Martha Spencer,
Martha Spencer
(independent, 2018)


I reviewed the Whitetop Mountain Band's 2008 album Loafer's Dream, on the since-vanished Mountain Roads label, in this space on 14 March 2009. The WMB, at its core a family ensemble led by fiddler Thornton Spencer and his multi-instrumentalist wife Emily, also featured the Spencers' teenaged daughter Martha. From Grayson County in southwestern Virginia, the outfit was as authentic as one could wish, in other words a local product as opposed to an urban revival group. Its handling of traditional tunes and songs, bluegrass and hard-core country was masterly and electrifying.

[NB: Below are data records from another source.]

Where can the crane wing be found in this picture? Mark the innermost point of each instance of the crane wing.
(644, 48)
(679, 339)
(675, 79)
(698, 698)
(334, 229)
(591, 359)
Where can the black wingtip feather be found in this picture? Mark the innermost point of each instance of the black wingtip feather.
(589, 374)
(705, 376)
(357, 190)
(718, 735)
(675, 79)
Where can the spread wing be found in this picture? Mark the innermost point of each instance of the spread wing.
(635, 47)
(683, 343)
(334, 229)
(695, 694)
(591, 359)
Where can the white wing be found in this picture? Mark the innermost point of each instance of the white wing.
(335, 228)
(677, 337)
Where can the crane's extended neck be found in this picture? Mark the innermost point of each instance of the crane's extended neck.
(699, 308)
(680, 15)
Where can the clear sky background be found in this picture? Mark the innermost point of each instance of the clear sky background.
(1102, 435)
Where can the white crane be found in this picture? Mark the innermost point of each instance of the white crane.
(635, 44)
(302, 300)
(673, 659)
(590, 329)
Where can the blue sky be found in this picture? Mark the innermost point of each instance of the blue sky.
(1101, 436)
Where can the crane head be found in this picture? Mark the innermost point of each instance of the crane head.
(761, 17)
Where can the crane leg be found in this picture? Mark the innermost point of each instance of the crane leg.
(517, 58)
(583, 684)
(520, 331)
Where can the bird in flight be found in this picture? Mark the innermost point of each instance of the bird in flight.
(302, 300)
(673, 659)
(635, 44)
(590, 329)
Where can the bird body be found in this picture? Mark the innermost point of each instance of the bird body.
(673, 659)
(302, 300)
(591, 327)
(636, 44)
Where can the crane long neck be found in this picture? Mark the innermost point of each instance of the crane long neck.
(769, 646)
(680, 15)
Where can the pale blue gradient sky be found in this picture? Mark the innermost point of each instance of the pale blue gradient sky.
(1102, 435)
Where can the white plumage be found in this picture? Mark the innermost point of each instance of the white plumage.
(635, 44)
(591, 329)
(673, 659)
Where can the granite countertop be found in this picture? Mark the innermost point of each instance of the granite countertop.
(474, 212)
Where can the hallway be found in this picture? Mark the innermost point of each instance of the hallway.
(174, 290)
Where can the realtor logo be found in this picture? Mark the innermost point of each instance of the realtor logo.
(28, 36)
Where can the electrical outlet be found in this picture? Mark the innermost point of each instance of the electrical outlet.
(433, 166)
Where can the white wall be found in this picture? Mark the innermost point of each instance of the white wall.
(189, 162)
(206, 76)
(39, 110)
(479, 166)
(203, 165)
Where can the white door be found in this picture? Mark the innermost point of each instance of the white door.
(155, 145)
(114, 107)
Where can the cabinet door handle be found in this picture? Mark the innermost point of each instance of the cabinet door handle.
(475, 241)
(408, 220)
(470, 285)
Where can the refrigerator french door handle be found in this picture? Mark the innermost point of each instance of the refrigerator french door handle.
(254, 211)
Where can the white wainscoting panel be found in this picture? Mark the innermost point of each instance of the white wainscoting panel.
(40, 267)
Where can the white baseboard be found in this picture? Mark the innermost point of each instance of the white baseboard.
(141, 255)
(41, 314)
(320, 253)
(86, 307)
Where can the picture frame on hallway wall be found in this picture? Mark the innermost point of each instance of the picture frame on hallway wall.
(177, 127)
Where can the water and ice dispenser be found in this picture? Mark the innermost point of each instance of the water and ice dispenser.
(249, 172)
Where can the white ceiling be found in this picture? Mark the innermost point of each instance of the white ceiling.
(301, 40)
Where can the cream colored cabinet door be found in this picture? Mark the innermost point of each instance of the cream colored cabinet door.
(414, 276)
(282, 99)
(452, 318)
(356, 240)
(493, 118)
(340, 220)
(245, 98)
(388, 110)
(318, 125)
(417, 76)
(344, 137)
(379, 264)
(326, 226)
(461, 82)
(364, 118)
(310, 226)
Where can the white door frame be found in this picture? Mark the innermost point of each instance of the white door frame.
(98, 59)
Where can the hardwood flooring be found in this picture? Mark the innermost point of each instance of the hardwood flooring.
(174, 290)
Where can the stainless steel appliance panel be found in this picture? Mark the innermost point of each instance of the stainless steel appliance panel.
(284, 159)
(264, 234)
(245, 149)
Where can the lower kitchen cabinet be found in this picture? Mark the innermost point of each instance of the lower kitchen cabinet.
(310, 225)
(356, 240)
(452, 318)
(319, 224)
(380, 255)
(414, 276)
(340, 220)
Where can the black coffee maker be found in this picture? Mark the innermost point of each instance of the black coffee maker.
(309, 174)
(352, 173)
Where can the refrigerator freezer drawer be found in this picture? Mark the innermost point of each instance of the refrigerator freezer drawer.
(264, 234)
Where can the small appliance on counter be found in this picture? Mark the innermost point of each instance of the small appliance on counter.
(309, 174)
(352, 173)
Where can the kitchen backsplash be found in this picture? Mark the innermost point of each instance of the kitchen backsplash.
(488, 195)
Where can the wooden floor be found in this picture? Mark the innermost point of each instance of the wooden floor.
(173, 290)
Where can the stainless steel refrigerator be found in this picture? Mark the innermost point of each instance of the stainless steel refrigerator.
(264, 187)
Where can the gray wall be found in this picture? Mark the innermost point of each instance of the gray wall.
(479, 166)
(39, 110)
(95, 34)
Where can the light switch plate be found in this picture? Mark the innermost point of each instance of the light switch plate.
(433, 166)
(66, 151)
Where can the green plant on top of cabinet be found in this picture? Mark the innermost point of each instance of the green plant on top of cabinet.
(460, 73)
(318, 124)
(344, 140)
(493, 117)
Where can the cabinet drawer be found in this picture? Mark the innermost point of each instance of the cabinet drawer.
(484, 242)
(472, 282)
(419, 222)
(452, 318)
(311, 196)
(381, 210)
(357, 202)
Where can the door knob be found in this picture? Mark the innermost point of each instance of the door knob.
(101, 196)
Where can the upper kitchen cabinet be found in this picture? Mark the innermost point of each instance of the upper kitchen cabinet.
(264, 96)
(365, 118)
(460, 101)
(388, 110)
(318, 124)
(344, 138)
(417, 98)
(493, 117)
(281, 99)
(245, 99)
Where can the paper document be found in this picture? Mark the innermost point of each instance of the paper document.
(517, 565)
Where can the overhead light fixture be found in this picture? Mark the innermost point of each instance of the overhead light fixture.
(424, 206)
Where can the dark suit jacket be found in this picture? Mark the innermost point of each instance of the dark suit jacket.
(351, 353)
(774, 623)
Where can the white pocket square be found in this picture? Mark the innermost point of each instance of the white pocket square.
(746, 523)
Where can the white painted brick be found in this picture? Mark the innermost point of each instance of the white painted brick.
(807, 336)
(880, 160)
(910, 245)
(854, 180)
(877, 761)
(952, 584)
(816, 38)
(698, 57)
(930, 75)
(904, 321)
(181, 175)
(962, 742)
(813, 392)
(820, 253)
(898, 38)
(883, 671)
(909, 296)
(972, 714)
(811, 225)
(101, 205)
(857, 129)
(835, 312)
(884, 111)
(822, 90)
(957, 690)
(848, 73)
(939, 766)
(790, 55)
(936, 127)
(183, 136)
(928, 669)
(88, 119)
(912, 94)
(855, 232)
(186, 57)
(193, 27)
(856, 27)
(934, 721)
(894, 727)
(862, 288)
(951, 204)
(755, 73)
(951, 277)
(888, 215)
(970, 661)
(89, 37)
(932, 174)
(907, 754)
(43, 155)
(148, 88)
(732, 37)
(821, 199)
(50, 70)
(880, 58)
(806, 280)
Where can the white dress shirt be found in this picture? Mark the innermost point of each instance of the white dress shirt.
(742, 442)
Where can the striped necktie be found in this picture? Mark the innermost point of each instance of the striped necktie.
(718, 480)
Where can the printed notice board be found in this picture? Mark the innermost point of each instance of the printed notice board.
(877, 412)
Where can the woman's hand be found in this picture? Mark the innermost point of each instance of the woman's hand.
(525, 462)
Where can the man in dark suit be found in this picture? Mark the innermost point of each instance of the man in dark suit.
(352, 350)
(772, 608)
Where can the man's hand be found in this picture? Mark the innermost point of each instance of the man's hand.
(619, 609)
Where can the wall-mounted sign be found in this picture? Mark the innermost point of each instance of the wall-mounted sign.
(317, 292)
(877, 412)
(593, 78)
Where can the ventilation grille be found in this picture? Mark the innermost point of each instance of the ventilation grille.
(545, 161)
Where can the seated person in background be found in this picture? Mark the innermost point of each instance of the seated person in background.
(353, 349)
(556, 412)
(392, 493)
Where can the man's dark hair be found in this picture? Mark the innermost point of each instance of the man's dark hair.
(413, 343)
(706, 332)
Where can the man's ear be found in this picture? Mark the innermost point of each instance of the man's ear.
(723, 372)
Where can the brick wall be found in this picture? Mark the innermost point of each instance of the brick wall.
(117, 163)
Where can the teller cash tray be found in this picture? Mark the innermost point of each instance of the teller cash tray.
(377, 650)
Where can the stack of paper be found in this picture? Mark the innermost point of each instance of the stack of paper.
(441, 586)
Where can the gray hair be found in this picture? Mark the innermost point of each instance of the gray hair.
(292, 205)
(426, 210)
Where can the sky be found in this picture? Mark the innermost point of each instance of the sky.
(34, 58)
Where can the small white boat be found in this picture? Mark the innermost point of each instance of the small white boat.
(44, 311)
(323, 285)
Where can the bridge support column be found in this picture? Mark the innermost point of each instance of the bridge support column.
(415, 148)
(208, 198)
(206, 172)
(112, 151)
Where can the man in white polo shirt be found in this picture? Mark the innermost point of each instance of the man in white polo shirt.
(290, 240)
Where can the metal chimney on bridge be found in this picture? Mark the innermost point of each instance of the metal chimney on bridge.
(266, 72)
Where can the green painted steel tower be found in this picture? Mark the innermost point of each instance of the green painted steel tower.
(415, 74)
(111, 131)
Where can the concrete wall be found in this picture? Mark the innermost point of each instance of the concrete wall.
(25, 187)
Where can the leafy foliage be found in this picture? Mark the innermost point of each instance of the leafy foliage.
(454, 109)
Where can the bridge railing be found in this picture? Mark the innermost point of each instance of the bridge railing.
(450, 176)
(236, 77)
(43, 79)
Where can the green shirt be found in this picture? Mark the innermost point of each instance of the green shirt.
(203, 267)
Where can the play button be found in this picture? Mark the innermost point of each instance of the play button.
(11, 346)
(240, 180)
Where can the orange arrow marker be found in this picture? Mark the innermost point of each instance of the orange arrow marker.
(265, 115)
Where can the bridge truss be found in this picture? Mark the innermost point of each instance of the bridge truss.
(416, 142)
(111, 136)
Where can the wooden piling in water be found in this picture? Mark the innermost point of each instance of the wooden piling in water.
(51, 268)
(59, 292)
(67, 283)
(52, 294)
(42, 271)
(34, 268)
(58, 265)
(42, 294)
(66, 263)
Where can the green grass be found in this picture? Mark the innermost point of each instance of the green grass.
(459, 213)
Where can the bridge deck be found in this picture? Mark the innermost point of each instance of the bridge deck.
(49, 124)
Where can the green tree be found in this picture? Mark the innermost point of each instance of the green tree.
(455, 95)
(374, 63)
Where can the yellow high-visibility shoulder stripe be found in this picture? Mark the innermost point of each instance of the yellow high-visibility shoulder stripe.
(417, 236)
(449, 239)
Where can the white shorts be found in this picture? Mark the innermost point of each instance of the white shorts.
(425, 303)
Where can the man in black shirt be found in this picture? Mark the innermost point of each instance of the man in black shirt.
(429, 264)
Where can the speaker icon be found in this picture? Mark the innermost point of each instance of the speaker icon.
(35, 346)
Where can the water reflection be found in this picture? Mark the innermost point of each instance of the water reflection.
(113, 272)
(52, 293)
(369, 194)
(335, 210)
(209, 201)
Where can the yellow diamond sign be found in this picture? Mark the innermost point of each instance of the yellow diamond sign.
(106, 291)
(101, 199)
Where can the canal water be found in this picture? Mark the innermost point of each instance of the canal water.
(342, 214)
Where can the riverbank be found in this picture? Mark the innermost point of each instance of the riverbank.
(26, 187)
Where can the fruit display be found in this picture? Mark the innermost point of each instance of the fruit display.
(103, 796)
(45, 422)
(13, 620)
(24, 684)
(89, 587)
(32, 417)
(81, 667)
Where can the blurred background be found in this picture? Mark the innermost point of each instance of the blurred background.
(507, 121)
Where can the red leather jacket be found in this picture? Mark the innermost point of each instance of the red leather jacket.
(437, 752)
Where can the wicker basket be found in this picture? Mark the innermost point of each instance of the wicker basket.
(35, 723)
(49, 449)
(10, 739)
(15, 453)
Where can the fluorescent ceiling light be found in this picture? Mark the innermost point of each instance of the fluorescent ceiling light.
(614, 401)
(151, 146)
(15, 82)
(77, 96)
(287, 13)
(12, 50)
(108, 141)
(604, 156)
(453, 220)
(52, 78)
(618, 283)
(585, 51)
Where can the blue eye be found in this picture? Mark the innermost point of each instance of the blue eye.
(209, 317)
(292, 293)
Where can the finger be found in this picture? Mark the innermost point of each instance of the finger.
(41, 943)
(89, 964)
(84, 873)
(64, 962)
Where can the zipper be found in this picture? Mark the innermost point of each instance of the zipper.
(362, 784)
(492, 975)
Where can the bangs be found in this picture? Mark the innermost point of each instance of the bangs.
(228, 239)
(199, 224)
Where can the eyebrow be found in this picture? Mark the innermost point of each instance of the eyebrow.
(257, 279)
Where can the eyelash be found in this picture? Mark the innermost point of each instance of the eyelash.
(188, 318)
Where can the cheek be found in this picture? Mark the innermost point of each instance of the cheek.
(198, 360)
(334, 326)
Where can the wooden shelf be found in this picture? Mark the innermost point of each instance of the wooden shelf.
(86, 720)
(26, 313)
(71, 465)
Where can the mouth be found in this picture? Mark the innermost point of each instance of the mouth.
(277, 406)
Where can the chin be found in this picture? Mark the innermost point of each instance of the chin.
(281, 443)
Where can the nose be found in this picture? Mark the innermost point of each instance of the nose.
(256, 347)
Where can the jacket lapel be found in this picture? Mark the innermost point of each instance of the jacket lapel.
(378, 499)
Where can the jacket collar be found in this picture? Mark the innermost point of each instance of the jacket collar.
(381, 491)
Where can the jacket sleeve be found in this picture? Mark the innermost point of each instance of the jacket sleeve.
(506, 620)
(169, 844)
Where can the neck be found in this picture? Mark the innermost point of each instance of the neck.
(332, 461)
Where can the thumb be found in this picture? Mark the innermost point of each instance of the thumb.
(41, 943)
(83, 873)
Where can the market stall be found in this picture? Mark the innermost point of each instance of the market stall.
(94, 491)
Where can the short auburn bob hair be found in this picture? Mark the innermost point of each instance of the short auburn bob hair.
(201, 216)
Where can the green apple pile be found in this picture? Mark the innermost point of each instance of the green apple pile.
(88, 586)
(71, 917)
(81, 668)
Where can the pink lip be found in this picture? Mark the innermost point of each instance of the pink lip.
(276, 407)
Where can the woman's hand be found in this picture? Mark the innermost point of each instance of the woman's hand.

Last year Thornton Spencer passed on, though not before contributing to Martha's eponymous debut solo release, specifically on "Ruby," a traditional song out of the "Reuben's Train" cluster as reworked by Cousin Emmy and later arranged to spectacular effect by the Osborne Brothers in the mid-1950s. Happily, Martha preserves the Spencer sound, while this time around composing half of the 14 cuts. "Country," albeit of a kind that hasn't been aired on what passes for country radio in decades, defines many of the numbers. Meanwhile, a robust oldtime mountain sensibility pervades just about everywhere, and the instruments are nearly all acoustic and stringed.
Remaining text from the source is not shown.